Isoflurane blunts electroencephalographic and thalamic-reticular formation responses to noxious stimulation in goats

Joseph F. Antognini, Earl Carstens

Research output: Contribution to journalArticle

33 Citations (Scopus)

Abstract

Background: Anesthetics, including isoflurane, depress the electroencephalogram (EEG). Little is known about the quantitative effects of isoflurane on EEG and subcortical electrical activity responses to noxious stimulation. The authors hypothesized that isoflurane would depress the results of EEG and subcortical response to noxious stimulation at concentrations less than those needed to suppress movement.
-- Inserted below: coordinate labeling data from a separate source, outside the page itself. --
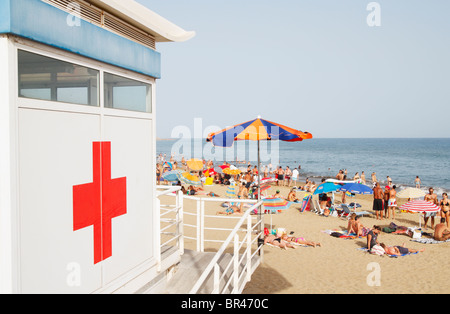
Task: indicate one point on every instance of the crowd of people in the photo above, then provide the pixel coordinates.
(384, 201)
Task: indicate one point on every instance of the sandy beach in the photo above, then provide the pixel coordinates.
(339, 266)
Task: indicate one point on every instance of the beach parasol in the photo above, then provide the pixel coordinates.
(273, 205)
(327, 187)
(171, 176)
(256, 130)
(262, 189)
(411, 193)
(188, 178)
(195, 164)
(209, 172)
(276, 204)
(356, 188)
(231, 191)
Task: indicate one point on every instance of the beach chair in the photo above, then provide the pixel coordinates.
(346, 211)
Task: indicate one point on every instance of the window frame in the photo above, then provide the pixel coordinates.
(66, 56)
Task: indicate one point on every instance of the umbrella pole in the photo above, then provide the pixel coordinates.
(259, 192)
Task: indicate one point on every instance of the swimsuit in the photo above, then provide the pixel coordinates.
(378, 204)
(403, 250)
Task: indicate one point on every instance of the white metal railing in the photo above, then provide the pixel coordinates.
(239, 269)
(170, 223)
(232, 276)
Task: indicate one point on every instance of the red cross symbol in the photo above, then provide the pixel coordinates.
(96, 203)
Furthermore, determination of regional differences might aid in elucidation of sites of anesthetic action. Methods: Ten goats were anesthetized with isoflurane, and minimum alveolar concentration (MAC) was determined using a noxious mechanical stimulus. Depth electrodes were inserted into the midbrain reticular formation and thalamus. Needle electrodes placed in the skull periosteum measured bifrontal and bihemispheric EEG. The noxious stimulus was applied at each of four anesthetic concentrations: 0.6, 0.9, 1.1, and 1.4 MAC. Results: At an isoflurane concentration of 0.6 MAC, the noxious stimulus activated the midbrain reticular formation, thalamic, and bifrontal- hemispheric regions, as shown by decreased high-amplitude, low-frequency power. For all channels combined (mean ± SD), total (-33 ± 7%), delta (-47 ± 12%), theta (-23 ± 12%), and alpha (-21 ± 6%) power decreased after the noxious stimulus (P < 0.001); beta power was unchanged. At 0.9 MAC, total (- 35 ± 5%), delta (-42 ± 7%), theta (-35 ± 8%), and alpha (-23 ± 11%) power decreased after the noxious stimulus (P < 0.001); beta power was unchanged. At 1.1 MAC only one site, and at 1.4 MAC, no site, had decreased power after the noxious stimulus. Conclusions: Isoflurane blunted EEG and midbrain reticular formation-thalamus activation response to noxious stimulation at concentrations (1.1 MAC or greater) necessary to prevent movement that occurred after noxious stimulation. It is unknown whether this is a direct effect or an indirect effect via action in the spinal cord.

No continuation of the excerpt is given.